Beunruhigende Befunde, aber noch keine  Langzeitstudien

Massaker Jugendlicher lassen weltweit stets ebenso Entsetzen wie Diskussionen  über die Ursachen aus - vor allem, wenn die Täter sich zuvor intensiv mit  brutalen Video- und Computerspielen beschäftigt haben. Das war so nach dem  Amoklauf im vergangenen Jahr in Erfurt wie auch vorherigen ähnlichen Fällen in  den USA: Littleton (Colorado), Paducah (Kentucky) und Jonesboro (Arkansas). Doch  an der medialen Szene des virtuellen Tötens änderte sich damit nichts. Auch der  Deutsche Lehrerverband beklagte kürzlich, dass Schüler nach wie vor solcher, in  ihrer Wirkung unterschätzten Gewalt ausgesetzt seien.

Wissenschaftliche Befunde dürften ebenfalls dazu beigetragen haben, dass sich  nichts änderte, wie ein Beitrag der Zeitschrift "Gehirn&Geist" (Heidelberg,  2/2003) über Untersuchungen zur Auswirkung von Video- und Computerspielen auf  Heranwachsende deutlich macht.

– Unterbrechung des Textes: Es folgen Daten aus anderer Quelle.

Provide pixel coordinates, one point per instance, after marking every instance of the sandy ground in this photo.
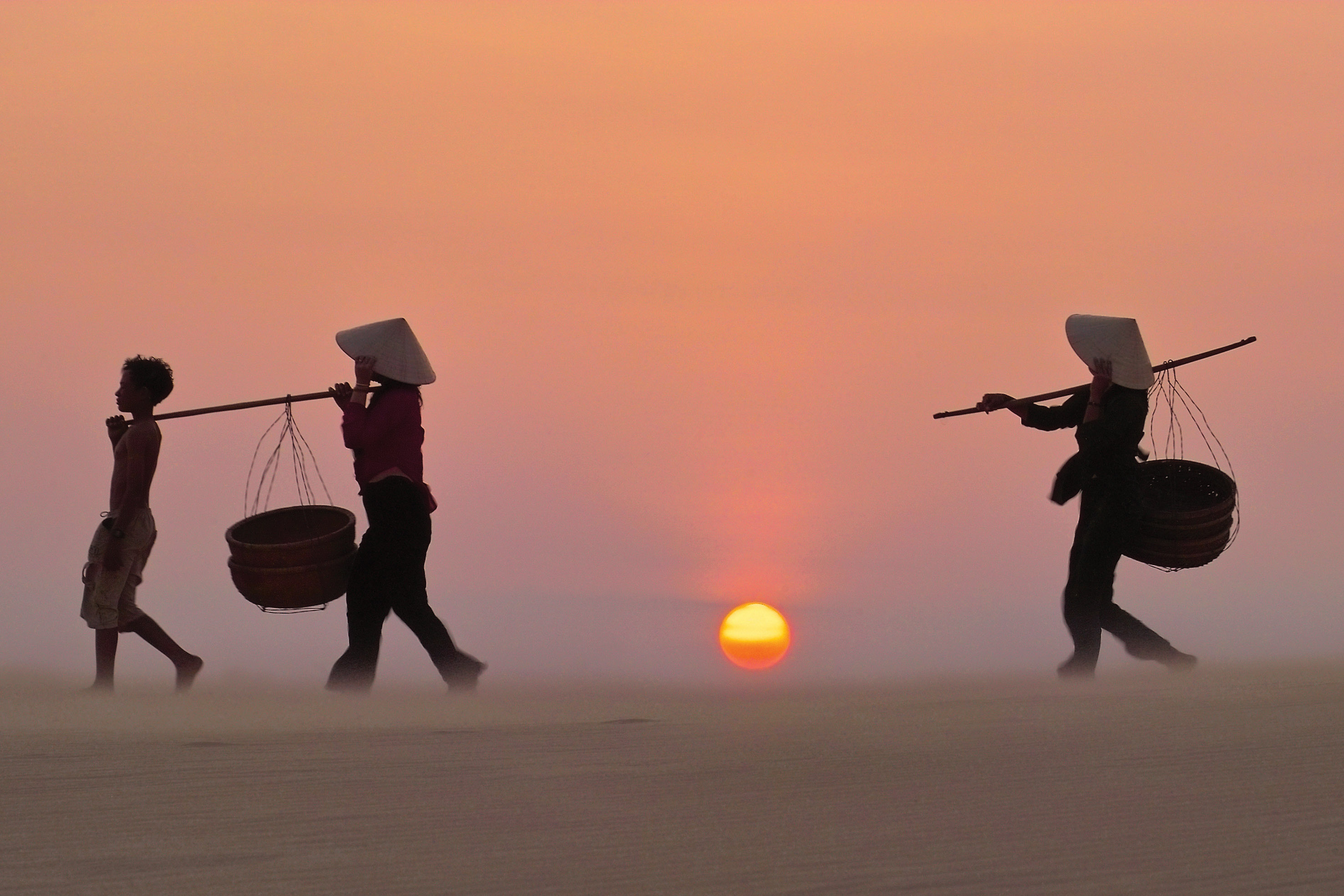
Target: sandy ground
(1225, 782)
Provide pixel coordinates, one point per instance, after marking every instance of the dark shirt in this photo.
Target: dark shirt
(1108, 448)
(386, 434)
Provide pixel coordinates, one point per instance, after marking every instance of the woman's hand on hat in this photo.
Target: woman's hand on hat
(1101, 371)
(340, 394)
(365, 369)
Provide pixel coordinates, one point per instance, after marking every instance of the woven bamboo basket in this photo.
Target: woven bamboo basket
(292, 558)
(1188, 511)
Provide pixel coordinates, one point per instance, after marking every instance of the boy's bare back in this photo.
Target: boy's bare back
(135, 459)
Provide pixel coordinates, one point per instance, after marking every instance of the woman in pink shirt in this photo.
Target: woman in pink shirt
(389, 573)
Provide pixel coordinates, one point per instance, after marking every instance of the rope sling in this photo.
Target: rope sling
(292, 559)
(1191, 512)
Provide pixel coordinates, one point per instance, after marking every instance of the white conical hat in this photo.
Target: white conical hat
(396, 347)
(1116, 339)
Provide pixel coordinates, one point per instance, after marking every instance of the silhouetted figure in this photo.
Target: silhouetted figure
(123, 542)
(1109, 417)
(389, 573)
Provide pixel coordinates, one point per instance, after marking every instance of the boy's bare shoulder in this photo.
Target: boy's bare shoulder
(144, 435)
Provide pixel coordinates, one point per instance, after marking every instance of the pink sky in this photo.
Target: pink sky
(694, 278)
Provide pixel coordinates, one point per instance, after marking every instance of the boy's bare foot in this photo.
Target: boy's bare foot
(187, 672)
(1077, 668)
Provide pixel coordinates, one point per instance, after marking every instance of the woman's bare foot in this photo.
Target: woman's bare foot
(187, 672)
(464, 672)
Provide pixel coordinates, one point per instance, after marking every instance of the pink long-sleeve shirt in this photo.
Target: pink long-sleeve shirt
(385, 435)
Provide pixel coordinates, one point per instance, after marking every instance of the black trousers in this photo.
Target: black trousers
(389, 577)
(1106, 521)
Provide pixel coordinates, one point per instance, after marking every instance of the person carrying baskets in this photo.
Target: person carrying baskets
(389, 573)
(1109, 417)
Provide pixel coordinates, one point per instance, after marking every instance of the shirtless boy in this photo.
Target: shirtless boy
(123, 542)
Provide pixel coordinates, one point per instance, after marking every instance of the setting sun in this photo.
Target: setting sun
(755, 636)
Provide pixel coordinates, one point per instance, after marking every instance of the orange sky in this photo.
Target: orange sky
(694, 278)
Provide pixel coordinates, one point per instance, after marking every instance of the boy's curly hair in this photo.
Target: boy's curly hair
(152, 374)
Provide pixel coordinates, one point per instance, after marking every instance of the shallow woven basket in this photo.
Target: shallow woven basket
(292, 558)
(294, 587)
(1187, 514)
(292, 537)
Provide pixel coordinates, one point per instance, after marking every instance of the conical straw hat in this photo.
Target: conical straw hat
(396, 347)
(1116, 339)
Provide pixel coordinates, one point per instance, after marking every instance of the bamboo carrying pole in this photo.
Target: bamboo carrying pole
(1158, 369)
(287, 400)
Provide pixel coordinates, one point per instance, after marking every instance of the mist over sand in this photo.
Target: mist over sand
(1223, 782)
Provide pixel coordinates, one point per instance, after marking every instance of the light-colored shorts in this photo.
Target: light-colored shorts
(111, 596)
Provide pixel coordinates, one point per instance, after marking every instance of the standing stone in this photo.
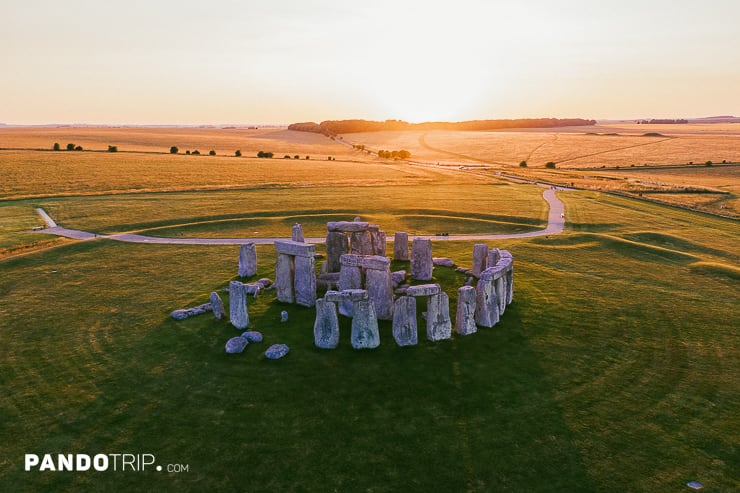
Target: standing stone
(284, 278)
(361, 243)
(349, 278)
(247, 260)
(486, 305)
(404, 321)
(380, 290)
(421, 259)
(379, 242)
(465, 317)
(326, 326)
(238, 313)
(480, 258)
(305, 281)
(365, 334)
(494, 254)
(297, 233)
(336, 246)
(439, 325)
(217, 305)
(401, 246)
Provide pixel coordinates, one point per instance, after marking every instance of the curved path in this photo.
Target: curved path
(555, 225)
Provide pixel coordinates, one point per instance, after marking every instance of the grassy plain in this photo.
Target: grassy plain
(615, 369)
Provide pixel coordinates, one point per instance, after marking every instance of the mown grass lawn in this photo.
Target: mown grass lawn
(615, 369)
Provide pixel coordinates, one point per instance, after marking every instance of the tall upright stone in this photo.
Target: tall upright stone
(361, 243)
(350, 277)
(480, 258)
(439, 325)
(465, 316)
(305, 280)
(337, 245)
(365, 334)
(238, 313)
(404, 321)
(486, 304)
(326, 326)
(247, 260)
(380, 290)
(284, 278)
(297, 233)
(421, 259)
(401, 246)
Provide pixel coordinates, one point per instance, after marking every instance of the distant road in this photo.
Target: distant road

Die Auswirkungen würden "kontrovers diskutiert",  heisst es da. Es gebe "reichlich Argumente gegen eine pauschale Verdammung"  solcher Spiele. Dauerhafte emotionale Auswirkungen seien nach wie vor nicht  belegt. "Es fehlt hier schlicht an entsprechenden Langzeitstudien".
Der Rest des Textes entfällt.